A survey by KPMG revealed that if taxes had to rise to help plug gaps in the nation’s finances, most businesses would prefer an increase in VAT to any other tax rise.

But according to KPMG, this may miss the point on the potential impact of a VAT rise on the economy.

Simon Jonsson, head of tax at KPMG in the Midlands, said: “Despite the coalition’s silence on a possible VAT rise to date, it is surely a tempting target given its revenue raising potential.

“A rise from our current 17.5 percent to the European average of 20 per cent would, on current spending patterns, yield around £1 billion a month from the moment it is introduced.

“The big unknown, however, is the potential risk that such a move could stifle consumer spending and thus hamper the recovery, as it could cost the average household £425 a year.”

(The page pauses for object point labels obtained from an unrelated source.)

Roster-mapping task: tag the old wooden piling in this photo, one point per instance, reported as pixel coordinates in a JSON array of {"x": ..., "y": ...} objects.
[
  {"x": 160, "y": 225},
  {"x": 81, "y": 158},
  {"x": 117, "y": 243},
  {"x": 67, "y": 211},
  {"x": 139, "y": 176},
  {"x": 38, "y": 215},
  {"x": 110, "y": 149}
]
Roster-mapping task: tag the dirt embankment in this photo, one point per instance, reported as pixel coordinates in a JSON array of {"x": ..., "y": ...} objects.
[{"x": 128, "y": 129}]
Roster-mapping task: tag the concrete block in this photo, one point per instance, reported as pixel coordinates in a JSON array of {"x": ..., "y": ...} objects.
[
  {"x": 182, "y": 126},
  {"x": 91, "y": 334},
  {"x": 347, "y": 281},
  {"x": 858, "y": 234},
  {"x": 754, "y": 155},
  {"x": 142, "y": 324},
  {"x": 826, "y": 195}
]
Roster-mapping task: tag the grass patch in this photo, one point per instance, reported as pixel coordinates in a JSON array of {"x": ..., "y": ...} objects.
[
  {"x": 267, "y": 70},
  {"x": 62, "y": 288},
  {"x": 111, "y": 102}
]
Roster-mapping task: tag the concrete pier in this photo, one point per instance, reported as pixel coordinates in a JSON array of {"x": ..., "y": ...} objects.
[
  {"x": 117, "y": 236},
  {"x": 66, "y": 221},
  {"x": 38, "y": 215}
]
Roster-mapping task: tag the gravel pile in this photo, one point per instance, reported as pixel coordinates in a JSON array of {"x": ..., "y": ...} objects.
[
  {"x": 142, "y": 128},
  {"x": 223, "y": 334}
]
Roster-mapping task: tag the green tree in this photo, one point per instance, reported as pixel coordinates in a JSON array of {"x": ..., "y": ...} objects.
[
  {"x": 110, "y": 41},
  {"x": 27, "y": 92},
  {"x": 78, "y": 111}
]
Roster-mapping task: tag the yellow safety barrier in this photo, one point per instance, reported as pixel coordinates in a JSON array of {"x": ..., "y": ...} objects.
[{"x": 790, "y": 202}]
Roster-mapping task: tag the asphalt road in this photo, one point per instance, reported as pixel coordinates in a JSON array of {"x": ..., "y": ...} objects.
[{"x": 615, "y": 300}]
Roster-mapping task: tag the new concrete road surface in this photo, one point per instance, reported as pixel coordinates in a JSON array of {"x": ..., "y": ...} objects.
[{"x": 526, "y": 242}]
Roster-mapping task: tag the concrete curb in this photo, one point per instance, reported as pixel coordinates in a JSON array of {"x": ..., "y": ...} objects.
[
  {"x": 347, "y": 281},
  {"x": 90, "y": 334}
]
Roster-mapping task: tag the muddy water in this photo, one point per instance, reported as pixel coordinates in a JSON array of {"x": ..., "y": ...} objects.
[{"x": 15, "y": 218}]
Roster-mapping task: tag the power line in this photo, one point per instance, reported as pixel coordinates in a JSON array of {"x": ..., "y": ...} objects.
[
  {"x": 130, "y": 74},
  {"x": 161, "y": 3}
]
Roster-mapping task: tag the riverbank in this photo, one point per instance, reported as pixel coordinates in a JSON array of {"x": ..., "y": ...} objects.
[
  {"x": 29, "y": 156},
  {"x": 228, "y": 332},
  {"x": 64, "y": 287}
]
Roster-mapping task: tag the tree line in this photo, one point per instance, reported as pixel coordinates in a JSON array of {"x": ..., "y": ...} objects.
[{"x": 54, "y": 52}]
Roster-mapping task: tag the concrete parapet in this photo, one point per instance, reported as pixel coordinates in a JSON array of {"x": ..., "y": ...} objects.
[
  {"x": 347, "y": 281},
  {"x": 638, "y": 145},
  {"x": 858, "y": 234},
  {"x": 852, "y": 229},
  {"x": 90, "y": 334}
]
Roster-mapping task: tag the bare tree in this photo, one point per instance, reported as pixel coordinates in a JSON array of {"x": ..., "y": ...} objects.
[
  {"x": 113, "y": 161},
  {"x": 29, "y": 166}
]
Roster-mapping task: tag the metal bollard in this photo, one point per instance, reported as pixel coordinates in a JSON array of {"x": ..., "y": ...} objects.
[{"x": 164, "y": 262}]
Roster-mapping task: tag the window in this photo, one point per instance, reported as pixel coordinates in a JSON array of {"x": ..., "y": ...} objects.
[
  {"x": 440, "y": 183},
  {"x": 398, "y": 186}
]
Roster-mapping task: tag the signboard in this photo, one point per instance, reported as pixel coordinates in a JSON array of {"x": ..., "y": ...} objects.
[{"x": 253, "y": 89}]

Meanwhile it looks certain that the capital gains tax (CGT) rate on the disposal of non-business assets will be increased in line with income tax rates, which could mean an effective tax rate on capital gains of up to 50 per cent.

In order to continue to encourage entrepreneurial activity, PwC is anticipating a lower CGT rate to apply to business assets which should include certain shareholding in private companies. The CGT rate on such assets could be set between 10 and 20 per cent, it believes.

Barry Smith, head of tax at PricewaterhouseCoopers, Midlands, said: “A lower rate for CGT on business assets would be welcomed by Midlands entrepreneurs.

“Again, the tax rate applied to such assets may vary so that assets held for the longer term enjoy the lowest tax rates. This would of course take us back to a similar position to taper relief.”